Le ministère attend d’un jour à l’autre une comparution devant le tribunal pour régler le dossier. Le juge responsable de l’affaire devra également statuer si les animaux seront confiés à Anima-Québec, un organisme mandaté par le gouvernement, pour être placés en adoption.

« Après deux mois, [les chiens] ont repris beaucoup de mieux, ils sont pour la majorité en pleine forme », affirme le porte-parole du MAPAQ, Guy Auclair.

Les mères et leurs chiots, qui nécessitent plus de soins et de tranquillité, ont été transférés dans des familles d’accueil bénévoles. Il reste encore près de 400 chiens sous la responsabilité d’Anima-Québec et des bénévoles se relaient chaque jour pour s’en occuper.

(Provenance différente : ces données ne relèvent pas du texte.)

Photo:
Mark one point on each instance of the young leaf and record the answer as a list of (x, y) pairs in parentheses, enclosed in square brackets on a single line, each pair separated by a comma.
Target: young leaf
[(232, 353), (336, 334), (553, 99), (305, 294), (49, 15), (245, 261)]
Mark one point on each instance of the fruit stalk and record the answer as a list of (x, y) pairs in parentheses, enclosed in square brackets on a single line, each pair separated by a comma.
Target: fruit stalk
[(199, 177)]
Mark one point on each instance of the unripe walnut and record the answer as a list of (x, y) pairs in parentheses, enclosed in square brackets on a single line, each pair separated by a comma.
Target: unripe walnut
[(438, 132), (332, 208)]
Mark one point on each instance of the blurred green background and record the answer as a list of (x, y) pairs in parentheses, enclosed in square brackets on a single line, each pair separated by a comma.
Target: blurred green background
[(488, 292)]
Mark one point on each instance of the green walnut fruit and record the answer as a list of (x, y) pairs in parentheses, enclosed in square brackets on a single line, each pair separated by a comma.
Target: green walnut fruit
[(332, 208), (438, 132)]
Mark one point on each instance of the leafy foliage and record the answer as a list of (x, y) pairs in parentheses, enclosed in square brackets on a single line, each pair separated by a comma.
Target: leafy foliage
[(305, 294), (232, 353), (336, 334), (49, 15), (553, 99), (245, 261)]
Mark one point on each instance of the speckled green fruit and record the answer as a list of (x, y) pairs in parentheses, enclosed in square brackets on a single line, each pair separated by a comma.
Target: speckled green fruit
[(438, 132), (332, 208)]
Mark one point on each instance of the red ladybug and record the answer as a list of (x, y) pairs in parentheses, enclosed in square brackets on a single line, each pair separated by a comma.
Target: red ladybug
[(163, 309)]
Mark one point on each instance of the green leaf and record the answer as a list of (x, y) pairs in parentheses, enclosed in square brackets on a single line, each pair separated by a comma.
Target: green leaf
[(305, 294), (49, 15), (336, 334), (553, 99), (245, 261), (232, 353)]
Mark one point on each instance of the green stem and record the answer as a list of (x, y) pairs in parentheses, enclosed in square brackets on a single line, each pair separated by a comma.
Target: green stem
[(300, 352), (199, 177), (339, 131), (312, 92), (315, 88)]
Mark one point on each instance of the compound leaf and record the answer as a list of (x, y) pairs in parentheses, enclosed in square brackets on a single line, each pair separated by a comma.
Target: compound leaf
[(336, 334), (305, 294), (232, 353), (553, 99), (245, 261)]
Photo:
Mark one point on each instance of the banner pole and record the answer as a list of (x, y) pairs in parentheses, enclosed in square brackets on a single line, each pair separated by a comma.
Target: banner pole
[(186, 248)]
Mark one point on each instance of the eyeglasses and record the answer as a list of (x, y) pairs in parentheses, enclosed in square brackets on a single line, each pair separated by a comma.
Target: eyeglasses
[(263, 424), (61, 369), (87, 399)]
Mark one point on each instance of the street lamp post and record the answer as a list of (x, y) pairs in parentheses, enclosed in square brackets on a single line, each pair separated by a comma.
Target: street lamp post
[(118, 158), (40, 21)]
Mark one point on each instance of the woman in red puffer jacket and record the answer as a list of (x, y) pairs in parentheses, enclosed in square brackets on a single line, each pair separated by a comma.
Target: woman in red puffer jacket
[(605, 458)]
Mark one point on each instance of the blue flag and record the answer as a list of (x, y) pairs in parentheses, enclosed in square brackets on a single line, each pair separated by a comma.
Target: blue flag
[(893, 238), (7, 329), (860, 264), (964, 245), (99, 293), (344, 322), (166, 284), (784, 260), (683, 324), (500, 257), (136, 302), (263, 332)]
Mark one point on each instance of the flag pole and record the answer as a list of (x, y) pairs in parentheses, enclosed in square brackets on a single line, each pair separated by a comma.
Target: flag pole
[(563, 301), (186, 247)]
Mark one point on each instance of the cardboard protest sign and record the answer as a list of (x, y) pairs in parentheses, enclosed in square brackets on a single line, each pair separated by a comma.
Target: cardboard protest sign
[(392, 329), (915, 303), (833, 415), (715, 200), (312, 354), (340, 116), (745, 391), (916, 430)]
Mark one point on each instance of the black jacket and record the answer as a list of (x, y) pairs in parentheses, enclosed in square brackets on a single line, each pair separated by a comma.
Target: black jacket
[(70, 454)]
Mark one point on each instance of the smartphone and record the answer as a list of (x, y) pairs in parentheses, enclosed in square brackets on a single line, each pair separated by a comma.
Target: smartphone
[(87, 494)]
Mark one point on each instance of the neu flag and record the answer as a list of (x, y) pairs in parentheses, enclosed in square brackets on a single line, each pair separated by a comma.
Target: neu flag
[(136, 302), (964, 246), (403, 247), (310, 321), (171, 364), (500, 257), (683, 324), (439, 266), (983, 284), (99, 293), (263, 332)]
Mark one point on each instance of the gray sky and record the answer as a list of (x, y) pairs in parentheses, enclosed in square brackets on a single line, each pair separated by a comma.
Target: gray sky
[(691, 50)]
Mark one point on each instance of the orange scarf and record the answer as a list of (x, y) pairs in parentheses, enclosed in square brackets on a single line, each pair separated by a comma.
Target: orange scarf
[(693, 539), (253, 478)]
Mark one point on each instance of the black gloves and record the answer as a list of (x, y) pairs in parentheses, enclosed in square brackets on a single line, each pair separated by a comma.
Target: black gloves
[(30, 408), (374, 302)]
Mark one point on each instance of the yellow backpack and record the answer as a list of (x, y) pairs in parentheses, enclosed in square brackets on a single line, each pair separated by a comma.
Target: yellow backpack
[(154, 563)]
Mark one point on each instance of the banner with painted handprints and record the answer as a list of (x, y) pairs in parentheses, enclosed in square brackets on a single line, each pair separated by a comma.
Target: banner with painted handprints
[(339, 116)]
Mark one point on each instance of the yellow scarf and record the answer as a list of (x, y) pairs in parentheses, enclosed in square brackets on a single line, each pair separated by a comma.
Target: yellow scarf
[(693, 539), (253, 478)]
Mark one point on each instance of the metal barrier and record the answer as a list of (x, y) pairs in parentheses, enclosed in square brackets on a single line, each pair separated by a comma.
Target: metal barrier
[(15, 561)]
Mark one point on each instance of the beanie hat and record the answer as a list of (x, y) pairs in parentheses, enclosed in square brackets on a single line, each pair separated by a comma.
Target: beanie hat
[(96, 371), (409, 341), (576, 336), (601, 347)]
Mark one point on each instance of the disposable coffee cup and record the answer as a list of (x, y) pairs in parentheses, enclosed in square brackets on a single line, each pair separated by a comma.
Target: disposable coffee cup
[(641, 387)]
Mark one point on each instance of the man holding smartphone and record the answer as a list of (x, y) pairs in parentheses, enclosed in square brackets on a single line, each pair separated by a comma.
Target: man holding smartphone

« Les bénévoles s’assurent de donner les besoins de base aux chiens, de les nourrir, de s’assurer que leur cage est nettoyée, de leur donner de l’exercice et de l’affection également », explique une bénévole qui travaille au refuge d’urgence de Lachute, Anny Picher.

Mais le dévouement ne suffit pas et des soins vétérinaires sont nécessaires.

« Normalement, on estime à 15 $ par jour – grosso modo ça peut varier – par chien pour garder ces animaux-là », explique Guy Auclair.